At the top pane, you will see the structural differences between the versions being compared. For every added or deleted method or variable—at instance or class level, you will see the name of the element with an icon displaying a plus or a minus sign. If a method exists in both versions, but its content was changed, the name will be displayed without any additional icons.
When reviewing the differences/changes you will see the editors at both sides are linked with a line representing the parts that are not equal between the files. When you are on a given change/difference you can select the icon for ‘copying current change from right to left‘ (or the other way round, depending in which of the files the change is), which will override the contents of the left editor with those of the right. You can also just manually edit or copy/paste in your editor as usual.
There is an interesting icon labeled ‘Copy all non-conflicting changes from right to left‘ that will do exactly as it promises. Any changes that can be automatically merged, will be incorporated to your editor. Depending on the differences between the files, the icon could be the contrary ‘Copy all non-conflicting changes from left to right‘.

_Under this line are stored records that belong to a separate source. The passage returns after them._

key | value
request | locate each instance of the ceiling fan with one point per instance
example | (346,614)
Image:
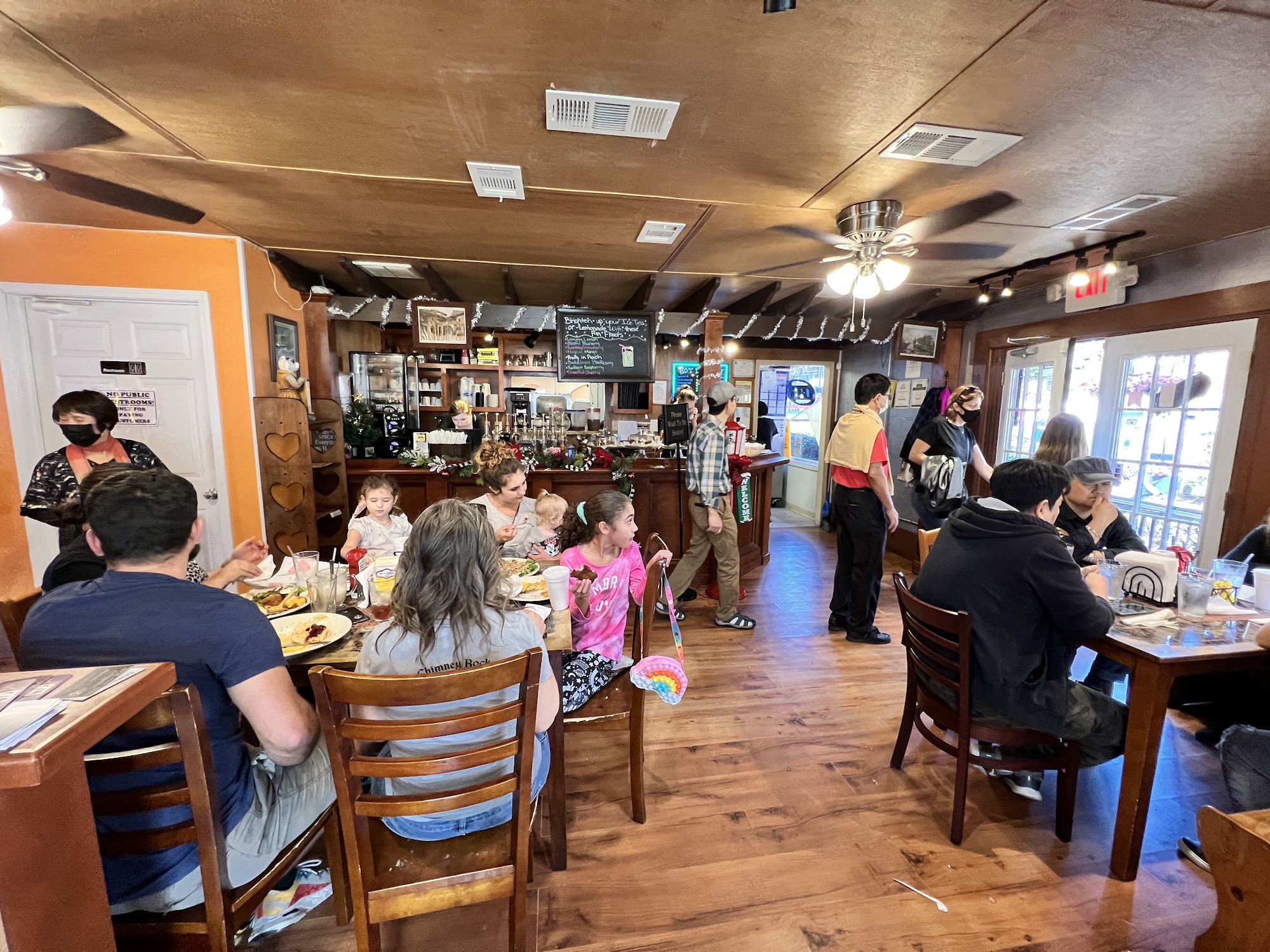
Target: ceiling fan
(872,242)
(32,130)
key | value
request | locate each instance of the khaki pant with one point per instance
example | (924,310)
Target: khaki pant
(727,557)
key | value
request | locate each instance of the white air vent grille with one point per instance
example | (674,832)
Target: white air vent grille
(610,116)
(660,233)
(388,270)
(497,181)
(948,147)
(1099,218)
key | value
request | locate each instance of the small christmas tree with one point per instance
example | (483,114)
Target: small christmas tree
(361,428)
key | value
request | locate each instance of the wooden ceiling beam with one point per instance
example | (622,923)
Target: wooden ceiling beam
(510,296)
(700,299)
(639,300)
(756,303)
(366,284)
(436,282)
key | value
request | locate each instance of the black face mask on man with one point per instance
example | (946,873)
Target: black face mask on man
(82,435)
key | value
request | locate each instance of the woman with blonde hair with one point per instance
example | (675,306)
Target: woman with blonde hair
(450,612)
(1062,441)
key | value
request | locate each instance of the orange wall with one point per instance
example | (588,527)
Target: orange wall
(50,255)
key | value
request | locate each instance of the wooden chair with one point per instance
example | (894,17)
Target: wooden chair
(225,908)
(925,540)
(938,647)
(1238,849)
(13,614)
(393,878)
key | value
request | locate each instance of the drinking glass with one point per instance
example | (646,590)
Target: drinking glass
(1193,595)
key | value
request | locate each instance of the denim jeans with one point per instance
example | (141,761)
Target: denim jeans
(434,827)
(1245,755)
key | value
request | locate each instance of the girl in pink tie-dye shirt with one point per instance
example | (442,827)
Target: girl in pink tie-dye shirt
(600,535)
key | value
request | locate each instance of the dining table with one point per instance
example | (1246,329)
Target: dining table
(53,889)
(1158,656)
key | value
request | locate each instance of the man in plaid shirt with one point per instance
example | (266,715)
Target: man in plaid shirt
(714,527)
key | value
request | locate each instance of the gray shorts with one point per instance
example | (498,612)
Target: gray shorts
(288,802)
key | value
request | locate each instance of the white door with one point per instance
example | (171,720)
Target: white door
(1169,418)
(796,395)
(1032,393)
(58,343)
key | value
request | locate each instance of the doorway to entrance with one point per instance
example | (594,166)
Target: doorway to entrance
(148,350)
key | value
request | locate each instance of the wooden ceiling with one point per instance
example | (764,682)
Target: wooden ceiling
(330,129)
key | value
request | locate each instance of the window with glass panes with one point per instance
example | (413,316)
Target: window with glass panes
(1027,409)
(1165,430)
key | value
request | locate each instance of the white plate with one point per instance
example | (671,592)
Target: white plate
(277,615)
(338,625)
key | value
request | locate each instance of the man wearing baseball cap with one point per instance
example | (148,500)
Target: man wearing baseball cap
(714,527)
(1098,531)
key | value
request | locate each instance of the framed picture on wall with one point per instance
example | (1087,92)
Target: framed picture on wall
(443,326)
(284,342)
(919,341)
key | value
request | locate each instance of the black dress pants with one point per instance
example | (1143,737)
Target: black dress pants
(862,527)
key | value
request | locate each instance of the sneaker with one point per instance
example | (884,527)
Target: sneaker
(1026,784)
(869,638)
(1191,850)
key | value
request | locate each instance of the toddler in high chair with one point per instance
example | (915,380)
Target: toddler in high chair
(549,510)
(382,531)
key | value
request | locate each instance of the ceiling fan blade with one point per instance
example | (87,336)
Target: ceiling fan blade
(119,196)
(959,252)
(26,130)
(798,230)
(953,218)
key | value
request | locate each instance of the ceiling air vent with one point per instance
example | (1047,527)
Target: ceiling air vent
(1099,218)
(660,233)
(388,270)
(948,147)
(497,181)
(610,116)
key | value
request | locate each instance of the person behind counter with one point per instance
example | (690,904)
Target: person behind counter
(510,512)
(86,418)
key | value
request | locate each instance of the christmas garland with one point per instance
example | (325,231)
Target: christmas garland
(578,461)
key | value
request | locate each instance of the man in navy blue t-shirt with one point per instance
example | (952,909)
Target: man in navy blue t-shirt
(145,524)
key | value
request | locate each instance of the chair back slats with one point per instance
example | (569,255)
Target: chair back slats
(432,766)
(147,841)
(130,761)
(441,687)
(360,729)
(135,802)
(411,804)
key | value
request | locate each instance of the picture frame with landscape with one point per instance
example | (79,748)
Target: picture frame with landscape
(443,326)
(919,341)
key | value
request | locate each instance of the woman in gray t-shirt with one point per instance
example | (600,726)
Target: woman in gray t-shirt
(449,612)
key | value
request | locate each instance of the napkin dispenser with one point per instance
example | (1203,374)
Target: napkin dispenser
(1151,576)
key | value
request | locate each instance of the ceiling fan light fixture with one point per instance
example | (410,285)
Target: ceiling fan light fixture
(841,280)
(1080,279)
(892,274)
(867,286)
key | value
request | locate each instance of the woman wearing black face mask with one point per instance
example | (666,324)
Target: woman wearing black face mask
(86,418)
(949,436)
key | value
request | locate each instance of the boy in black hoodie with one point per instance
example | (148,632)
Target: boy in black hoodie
(1003,560)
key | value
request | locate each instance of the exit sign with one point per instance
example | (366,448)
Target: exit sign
(1103,291)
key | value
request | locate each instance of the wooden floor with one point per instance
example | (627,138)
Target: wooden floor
(775,823)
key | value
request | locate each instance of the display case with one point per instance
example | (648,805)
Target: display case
(380,380)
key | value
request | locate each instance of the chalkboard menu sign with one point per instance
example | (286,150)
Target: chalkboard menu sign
(604,346)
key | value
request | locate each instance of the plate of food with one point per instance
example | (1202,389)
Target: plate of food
(523,568)
(534,590)
(280,601)
(303,634)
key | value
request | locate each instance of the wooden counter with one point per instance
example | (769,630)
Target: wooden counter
(657,505)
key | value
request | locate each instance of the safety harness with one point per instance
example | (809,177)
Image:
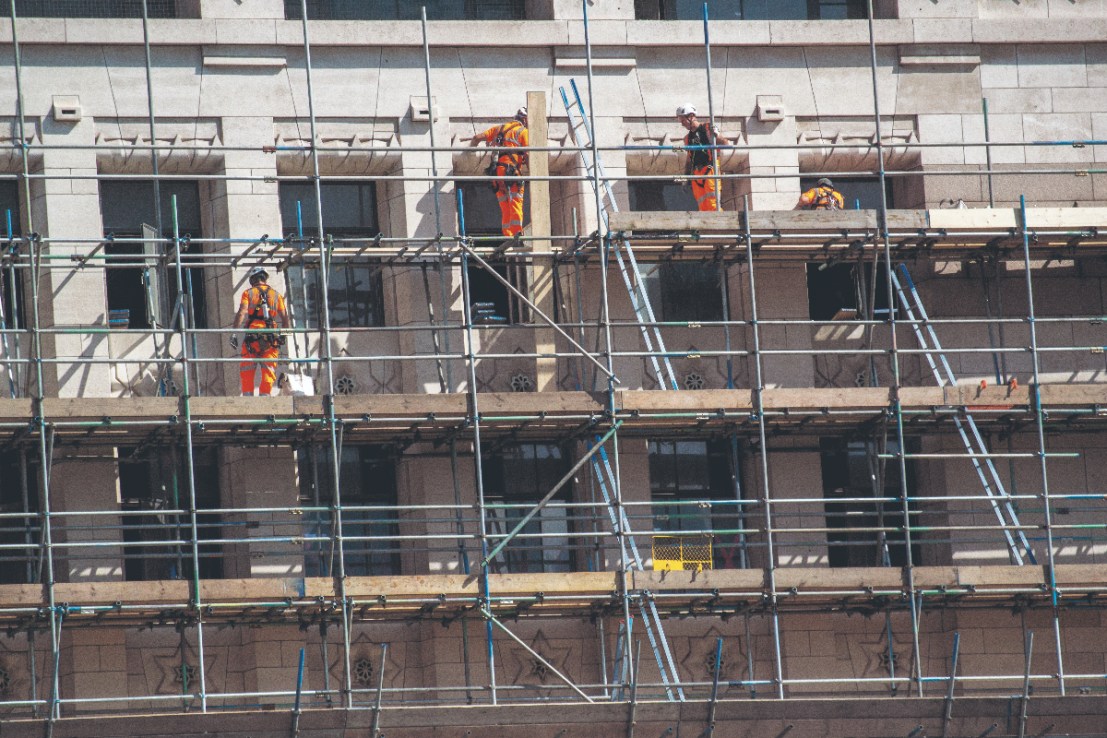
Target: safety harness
(825,199)
(260,312)
(507,134)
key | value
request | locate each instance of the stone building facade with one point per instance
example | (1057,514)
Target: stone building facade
(188,553)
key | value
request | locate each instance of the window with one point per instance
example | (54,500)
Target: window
(19,525)
(684,290)
(678,290)
(12,314)
(384,10)
(693,488)
(354,283)
(852,470)
(142,291)
(492,302)
(152,481)
(91,9)
(368,477)
(749,9)
(860,193)
(840,291)
(516,478)
(660,195)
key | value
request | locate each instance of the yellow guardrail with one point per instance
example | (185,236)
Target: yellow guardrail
(682,552)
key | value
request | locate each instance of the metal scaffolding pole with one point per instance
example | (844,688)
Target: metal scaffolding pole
(474,417)
(758,396)
(186,407)
(324,350)
(33,245)
(897,378)
(1040,428)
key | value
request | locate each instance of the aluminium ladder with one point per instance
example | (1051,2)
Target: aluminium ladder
(632,277)
(651,335)
(972,438)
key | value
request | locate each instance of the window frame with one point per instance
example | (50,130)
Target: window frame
(145,267)
(339,10)
(721,475)
(373,469)
(550,552)
(140,474)
(303,282)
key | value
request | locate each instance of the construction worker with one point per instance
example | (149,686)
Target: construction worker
(260,307)
(508,165)
(700,160)
(821,197)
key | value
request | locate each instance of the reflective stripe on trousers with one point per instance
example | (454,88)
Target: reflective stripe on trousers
(703,188)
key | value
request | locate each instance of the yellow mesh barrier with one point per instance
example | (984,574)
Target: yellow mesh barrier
(682,552)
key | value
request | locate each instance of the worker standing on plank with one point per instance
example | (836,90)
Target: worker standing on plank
(260,307)
(821,197)
(508,165)
(700,160)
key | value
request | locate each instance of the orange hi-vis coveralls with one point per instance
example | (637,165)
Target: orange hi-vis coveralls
(508,165)
(821,198)
(704,185)
(259,346)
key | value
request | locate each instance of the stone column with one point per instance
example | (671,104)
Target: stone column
(411,211)
(68,206)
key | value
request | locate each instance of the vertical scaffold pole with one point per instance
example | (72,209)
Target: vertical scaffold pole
(471,365)
(40,391)
(711,114)
(606,326)
(758,397)
(444,376)
(324,351)
(1040,426)
(186,409)
(882,224)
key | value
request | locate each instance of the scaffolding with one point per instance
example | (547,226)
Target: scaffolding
(611,589)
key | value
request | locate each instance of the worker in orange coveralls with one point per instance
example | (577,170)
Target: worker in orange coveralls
(506,167)
(700,162)
(821,197)
(260,307)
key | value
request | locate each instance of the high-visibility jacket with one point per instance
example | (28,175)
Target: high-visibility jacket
(821,198)
(699,136)
(264,305)
(511,133)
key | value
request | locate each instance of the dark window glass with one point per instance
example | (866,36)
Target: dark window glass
(684,290)
(143,290)
(751,9)
(383,10)
(866,533)
(368,478)
(354,284)
(844,291)
(678,290)
(153,481)
(660,195)
(515,478)
(90,9)
(693,489)
(860,193)
(19,525)
(492,302)
(12,308)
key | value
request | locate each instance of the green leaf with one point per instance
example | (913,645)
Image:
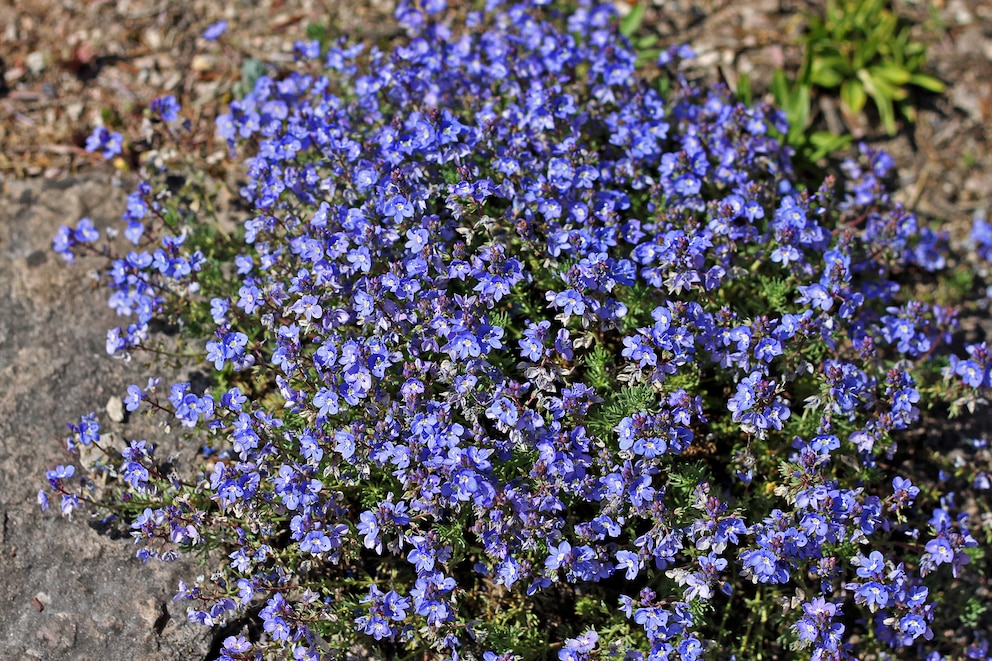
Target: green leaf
(780,87)
(927,82)
(744,92)
(824,75)
(890,73)
(632,21)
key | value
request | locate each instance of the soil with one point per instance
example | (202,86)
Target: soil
(70,592)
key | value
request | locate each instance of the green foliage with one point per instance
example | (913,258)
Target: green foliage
(621,404)
(861,51)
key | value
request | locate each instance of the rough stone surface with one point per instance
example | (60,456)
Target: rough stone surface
(67,591)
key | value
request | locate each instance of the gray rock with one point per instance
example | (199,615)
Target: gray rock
(68,591)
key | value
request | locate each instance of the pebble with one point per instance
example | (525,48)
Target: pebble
(35,62)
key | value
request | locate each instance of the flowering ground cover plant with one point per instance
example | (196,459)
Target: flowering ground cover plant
(517,357)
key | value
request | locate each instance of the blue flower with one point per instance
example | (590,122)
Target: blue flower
(215,30)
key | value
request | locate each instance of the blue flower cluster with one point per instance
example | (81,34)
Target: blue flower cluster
(496,300)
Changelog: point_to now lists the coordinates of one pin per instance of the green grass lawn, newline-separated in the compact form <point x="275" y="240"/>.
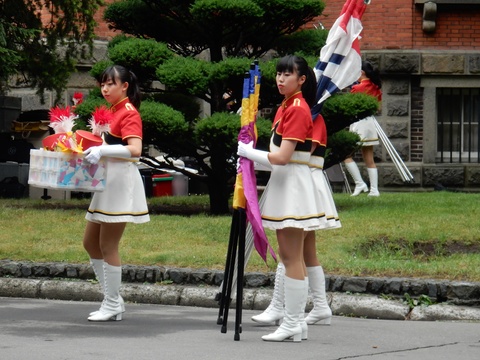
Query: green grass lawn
<point x="429" y="235"/>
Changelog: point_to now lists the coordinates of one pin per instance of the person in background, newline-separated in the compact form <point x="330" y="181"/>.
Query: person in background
<point x="290" y="202"/>
<point x="123" y="199"/>
<point x="371" y="84"/>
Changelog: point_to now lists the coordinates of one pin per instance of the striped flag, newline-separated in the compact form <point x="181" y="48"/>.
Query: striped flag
<point x="340" y="62"/>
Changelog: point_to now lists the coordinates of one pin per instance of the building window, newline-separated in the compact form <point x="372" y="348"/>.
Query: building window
<point x="458" y="118"/>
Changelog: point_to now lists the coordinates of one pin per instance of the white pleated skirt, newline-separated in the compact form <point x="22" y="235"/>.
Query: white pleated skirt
<point x="290" y="199"/>
<point x="327" y="204"/>
<point x="123" y="199"/>
<point x="367" y="131"/>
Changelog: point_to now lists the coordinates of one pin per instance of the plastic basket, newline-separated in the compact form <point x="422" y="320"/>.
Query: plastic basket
<point x="57" y="170"/>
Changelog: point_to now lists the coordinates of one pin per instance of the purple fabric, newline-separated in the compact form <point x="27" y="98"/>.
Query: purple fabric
<point x="260" y="240"/>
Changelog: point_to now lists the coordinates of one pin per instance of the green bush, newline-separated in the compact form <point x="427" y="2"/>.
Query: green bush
<point x="140" y="56"/>
<point x="185" y="75"/>
<point x="87" y="107"/>
<point x="303" y="43"/>
<point x="187" y="105"/>
<point x="343" y="109"/>
<point x="162" y="124"/>
<point x="341" y="145"/>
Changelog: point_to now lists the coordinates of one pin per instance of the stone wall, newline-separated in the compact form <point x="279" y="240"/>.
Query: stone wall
<point x="408" y="115"/>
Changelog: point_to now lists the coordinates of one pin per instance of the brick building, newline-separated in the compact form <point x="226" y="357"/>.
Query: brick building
<point x="428" y="53"/>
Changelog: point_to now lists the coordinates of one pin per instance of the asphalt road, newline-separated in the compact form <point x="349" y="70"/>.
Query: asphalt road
<point x="32" y="329"/>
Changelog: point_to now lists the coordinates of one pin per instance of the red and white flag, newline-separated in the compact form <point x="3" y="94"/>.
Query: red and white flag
<point x="340" y="62"/>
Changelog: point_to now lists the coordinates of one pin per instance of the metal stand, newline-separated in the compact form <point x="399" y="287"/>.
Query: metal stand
<point x="236" y="246"/>
<point x="405" y="174"/>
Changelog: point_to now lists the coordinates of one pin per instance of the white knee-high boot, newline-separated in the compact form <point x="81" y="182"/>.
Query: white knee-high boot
<point x="360" y="185"/>
<point x="321" y="311"/>
<point x="97" y="265"/>
<point x="373" y="176"/>
<point x="303" y="323"/>
<point x="295" y="301"/>
<point x="111" y="308"/>
<point x="274" y="312"/>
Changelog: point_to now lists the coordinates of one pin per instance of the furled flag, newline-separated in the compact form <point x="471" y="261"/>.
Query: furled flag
<point x="245" y="194"/>
<point x="340" y="63"/>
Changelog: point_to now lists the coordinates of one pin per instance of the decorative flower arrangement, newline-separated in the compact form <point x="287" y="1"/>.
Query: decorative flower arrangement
<point x="100" y="120"/>
<point x="77" y="99"/>
<point x="62" y="121"/>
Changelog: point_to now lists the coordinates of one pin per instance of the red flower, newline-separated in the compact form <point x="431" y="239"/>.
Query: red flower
<point x="102" y="115"/>
<point x="59" y="114"/>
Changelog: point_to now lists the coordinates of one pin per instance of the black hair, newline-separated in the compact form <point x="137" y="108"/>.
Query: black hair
<point x="372" y="73"/>
<point x="123" y="75"/>
<point x="297" y="64"/>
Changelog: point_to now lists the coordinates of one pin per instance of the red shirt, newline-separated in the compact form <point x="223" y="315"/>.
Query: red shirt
<point x="293" y="120"/>
<point x="126" y="121"/>
<point x="366" y="86"/>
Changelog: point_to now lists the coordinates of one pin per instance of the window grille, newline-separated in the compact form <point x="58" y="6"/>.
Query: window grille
<point x="458" y="118"/>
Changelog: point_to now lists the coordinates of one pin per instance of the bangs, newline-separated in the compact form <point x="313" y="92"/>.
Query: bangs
<point x="287" y="64"/>
<point x="108" y="75"/>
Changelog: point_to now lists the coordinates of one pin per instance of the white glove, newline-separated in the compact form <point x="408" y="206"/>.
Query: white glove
<point x="257" y="156"/>
<point x="94" y="153"/>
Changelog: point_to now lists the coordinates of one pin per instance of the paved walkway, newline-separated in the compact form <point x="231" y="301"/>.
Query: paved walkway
<point x="58" y="330"/>
<point x="352" y="305"/>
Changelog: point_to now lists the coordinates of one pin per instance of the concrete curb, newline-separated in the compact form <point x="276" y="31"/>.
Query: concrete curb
<point x="367" y="306"/>
<point x="439" y="291"/>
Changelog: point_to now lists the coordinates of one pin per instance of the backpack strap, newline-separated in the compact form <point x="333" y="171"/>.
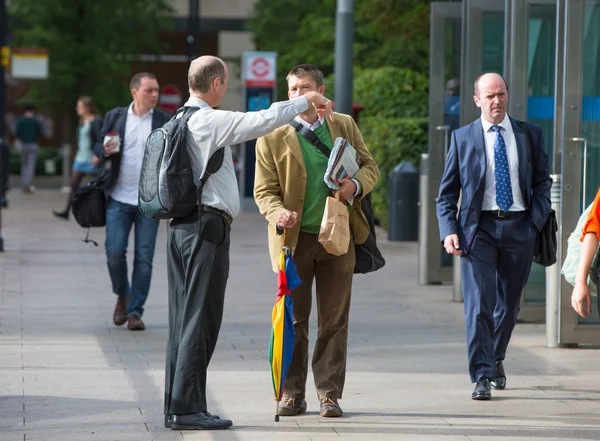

When you finish comparing or modifying your current editor, remember to save the contents of the editor in order to keep your changes.
If you just wanted to review the changes without any modifications, you can directly scroll down the editors, use the ‘Previous‘ or ‘Next’ icons, or use the quick marks by the right margin.
You can also compare two files instead of comparing a file against an older version. Go to the Ruby Explorer and select one of the files, then hold down the control key and select another one. With both files selected, you right-click and select Compare With and then Each Other. Once opened, the compare editor works exactly the same as when comparing with an old version of the same file.